15th Sunday in Ordinary Time (Year C, Variant 3)
How do we respond to an evil act when it has been committed against another human being? The parable of the good Samaritan gives us the answer.
The evil act in the parable of the good Samaritan is the violence committed against the man travelling from Jerusalem to Jericho. ‘Brigands took all he had, and beat him…leaving him half dead’. The Brigands who had done this to the man had broken two of the ten commandments. Firstly, they had broken the commandment, ‘You shall not kill (which includes committing acts of violence)’ and secondly they had broken the commandment, ‘You shall not steal’ (which involves unjustly taking what rightly belongs to another). These crimes committed against the man in the parable are wicked acts.
What is the correct response to the wickedness and the evil committed against men and women in our world? The Samaritan traveller in the story reveals the correct response. The Samaritan ‘was moved with compassion’ when he saw the man, lying in the road half dead. The Samaritan, unlike the priest and the Levite in the story, gave both his time and his money to help the man. The Samaritan traveller was concerned to help someone crippled by suffering.

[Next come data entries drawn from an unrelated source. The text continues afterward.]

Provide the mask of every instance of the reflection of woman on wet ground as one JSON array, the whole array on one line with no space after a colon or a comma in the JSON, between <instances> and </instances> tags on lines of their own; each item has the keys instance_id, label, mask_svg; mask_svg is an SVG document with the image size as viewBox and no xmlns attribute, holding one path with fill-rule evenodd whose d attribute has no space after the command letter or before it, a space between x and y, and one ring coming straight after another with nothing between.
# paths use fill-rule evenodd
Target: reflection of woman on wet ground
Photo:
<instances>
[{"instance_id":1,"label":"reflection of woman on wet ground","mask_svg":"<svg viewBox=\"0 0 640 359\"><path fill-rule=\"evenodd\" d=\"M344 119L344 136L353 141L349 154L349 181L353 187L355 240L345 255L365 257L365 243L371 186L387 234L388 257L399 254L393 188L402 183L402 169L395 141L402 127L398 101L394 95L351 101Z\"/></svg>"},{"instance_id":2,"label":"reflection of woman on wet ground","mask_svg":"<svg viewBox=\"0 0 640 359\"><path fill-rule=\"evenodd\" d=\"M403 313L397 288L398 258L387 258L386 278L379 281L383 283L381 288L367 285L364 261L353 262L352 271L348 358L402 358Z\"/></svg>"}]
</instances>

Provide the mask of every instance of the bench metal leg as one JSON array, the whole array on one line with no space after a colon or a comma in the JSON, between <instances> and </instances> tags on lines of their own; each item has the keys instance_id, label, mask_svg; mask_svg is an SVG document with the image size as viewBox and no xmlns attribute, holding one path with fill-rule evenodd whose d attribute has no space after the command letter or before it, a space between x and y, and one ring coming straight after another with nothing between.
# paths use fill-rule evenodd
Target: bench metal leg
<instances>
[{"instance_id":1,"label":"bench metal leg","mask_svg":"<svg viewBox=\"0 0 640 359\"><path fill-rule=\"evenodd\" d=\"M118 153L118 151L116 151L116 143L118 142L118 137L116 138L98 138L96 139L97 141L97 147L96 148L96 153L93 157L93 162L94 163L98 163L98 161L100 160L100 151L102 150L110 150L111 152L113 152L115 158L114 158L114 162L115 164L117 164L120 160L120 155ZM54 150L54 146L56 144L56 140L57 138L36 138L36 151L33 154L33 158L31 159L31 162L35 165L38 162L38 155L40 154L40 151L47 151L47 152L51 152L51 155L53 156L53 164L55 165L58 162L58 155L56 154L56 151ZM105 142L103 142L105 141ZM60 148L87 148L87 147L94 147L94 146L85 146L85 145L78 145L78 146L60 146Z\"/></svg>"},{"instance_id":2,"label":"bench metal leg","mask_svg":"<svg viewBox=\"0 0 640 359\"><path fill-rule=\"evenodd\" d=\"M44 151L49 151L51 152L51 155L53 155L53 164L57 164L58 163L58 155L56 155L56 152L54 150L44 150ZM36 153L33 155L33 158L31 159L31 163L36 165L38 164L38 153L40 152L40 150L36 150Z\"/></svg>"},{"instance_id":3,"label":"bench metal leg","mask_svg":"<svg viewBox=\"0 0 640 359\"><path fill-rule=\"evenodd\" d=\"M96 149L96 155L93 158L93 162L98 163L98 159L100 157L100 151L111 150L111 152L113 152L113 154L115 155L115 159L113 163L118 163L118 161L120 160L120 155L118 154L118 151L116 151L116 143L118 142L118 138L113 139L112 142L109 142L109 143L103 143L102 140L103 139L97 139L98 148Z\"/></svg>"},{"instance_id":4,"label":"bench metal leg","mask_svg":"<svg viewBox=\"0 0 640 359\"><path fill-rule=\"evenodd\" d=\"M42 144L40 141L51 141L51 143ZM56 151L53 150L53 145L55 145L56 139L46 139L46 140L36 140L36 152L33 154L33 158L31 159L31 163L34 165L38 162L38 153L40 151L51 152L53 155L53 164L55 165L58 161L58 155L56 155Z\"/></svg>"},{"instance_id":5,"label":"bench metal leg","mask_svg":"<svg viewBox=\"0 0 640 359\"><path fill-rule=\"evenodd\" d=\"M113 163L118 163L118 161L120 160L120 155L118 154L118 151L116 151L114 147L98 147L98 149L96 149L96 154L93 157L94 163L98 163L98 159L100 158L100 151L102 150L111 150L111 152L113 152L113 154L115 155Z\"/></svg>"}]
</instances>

The Samaritan was helping a Jew, even though Jews and Samaritans did not get on with one another, indeed they were openly hostile to one another. The Samaritan helped the Jew because he understood that all human beings- whatever their race, religion or culture are beings made in the image and likeness of God. The Samaritan saw a suffering human being, and wanted to alleviate his fellow human’s suffering. The good Samaritan teaches us that to be truly good we must come to the aid of those in need, whatever their background. All of us are called to be good Samaritans to those in need, rather than ignore and walk past the needy.
There are many examples of good Samaritans throughout history. Last week whilst in Poland I went to visit Auschwitz. Much evil was committed in that place. Many bandits beat and killed many innocent people, just because they were Jewish. Yet despite the evil that was manifested at Auschwitz, many stories of love of neighbour manifest themselves. There were many good Samaritans amidst the Nazi bandits. Maximilian Kolbe was a Polish priest taken to Auschwitz because of his outspoken criticism of the Nazi regime. During the summer of 1941, a Nazi commander at Auschwitz, had designated that ten men would be executed because of the escape of a prisoner from their cell block. Before the execution took place Father Kolbe pointed to a Jewish man and said to the German officer, ‘I am a Polish Catholic priest. I am old. I want to take his place because he has a wife and children’. Maximilian and the nine others were taken to a starvation block and left to die. Father Kolbe did a heroic thing to save someone else’s life. He laid down his life for another, imitating Christ who laid down his life for us. He acted as a good neighbour to the Jewish man, and so inherited eternal life.
We probably won’t be called to anything as heroic as Father Maximilian Kolbe, but we are all called ‘to love the Lord our God and to love our neighbour’.
Let’s pray that we will respond to those who suffer evil and pain by being good Samaritans, offering spiritual and practical help to those who need it.